Cyber insurance adoption appears to be largely influenced by legislation and other policy aspects. In keeping with Weishaupl et al. (2018), our findings suggest that there may be a disconnect between the existing academic literature that sometimes regards cybersecurity decision-making as intrinsically motivated, and the emerging literature (such as this current study) that shows that companies may be more motivated to invest in cybersecurity because they need to do so to comply with legislation.
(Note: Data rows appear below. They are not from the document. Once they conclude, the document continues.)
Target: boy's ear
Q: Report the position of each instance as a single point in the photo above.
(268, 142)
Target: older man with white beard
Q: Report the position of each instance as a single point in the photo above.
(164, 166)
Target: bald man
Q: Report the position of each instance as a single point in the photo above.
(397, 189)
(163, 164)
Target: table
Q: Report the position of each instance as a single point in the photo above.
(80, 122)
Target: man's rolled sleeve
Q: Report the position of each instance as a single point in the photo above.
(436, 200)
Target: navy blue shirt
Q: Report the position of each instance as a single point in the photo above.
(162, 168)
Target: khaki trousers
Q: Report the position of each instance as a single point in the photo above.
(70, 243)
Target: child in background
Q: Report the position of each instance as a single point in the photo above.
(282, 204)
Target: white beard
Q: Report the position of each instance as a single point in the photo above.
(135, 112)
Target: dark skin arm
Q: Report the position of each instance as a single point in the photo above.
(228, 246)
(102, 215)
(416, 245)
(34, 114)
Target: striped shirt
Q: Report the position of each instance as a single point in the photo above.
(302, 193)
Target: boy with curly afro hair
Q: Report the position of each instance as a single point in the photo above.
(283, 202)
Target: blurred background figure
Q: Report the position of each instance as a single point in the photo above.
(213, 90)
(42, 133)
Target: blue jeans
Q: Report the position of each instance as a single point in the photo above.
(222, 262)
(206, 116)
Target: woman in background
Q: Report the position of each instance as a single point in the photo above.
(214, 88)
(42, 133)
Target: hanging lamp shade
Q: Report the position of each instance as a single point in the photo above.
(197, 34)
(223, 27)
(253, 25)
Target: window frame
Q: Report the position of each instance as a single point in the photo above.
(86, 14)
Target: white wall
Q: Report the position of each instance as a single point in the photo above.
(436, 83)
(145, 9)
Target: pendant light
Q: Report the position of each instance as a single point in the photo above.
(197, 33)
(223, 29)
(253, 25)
Legislation as a driver for cyber insurance also fits within the Burke and Litwin Model. As previously mentioned, this model suggests that the most dominant influence on organisational performance and change is the external environment . This could include factors such as legislation (e.g. the introduction of the GDPR) and media coverage of cyber risk—both of which were mentioned by those we interviewed as drivers of cyber insurance uptake. Therefore, in much the same way as Burke and Litwin, we found that external factors appear to have a strong influence on cybersecurity decision-making within companies.
Many approaches to cybersecurity assume a rational decision-making process. However, human decision-making and perception of risk does not always follow rational processes (Evans, 2003). This will be discussed further in Chapter 3. Many approaches also assume accurate calculations of benefit and risk—but this is unlikely at best, due to the current lack of data on cyber risk and how to measure it (Eling and Schnell, 2016).
Our findings suggest that companies may be responsive to more detailed cyber insurance policy wording regarding the specific terms and conditions of coverage (e.g. inclusions and exclusions). However, greater precision can make it difficult for policies to take into account the changing nature of the cybersecurity environment. Therefore a balance is needed between providing enough detail to reassure and/or guide companies, whilst maintaining enough room for policies to take into account new developments in cybersecurity risk and protection. Further research is required to investigate the most appropriate level of specificity. Legislation surrounding the standardisation of cyber insurance policy wording could help to reassure companies, and also address confusion over what policies cover (and clarify the perceived ‘grey area’ between traditional insurance policies and cyber policies).
Given companies’ lack of confidence in insurers, policymakers should foster practices that could help build trust between insurers and insured companies. To achieve greater awareness around cyber risk and improve cybersecurity practices, policymakers can help partially overcome the issues involving the absence of good cyber incident data by promoting greater information sharing. There is a need for further investigation into the most appropriate ways to implement this.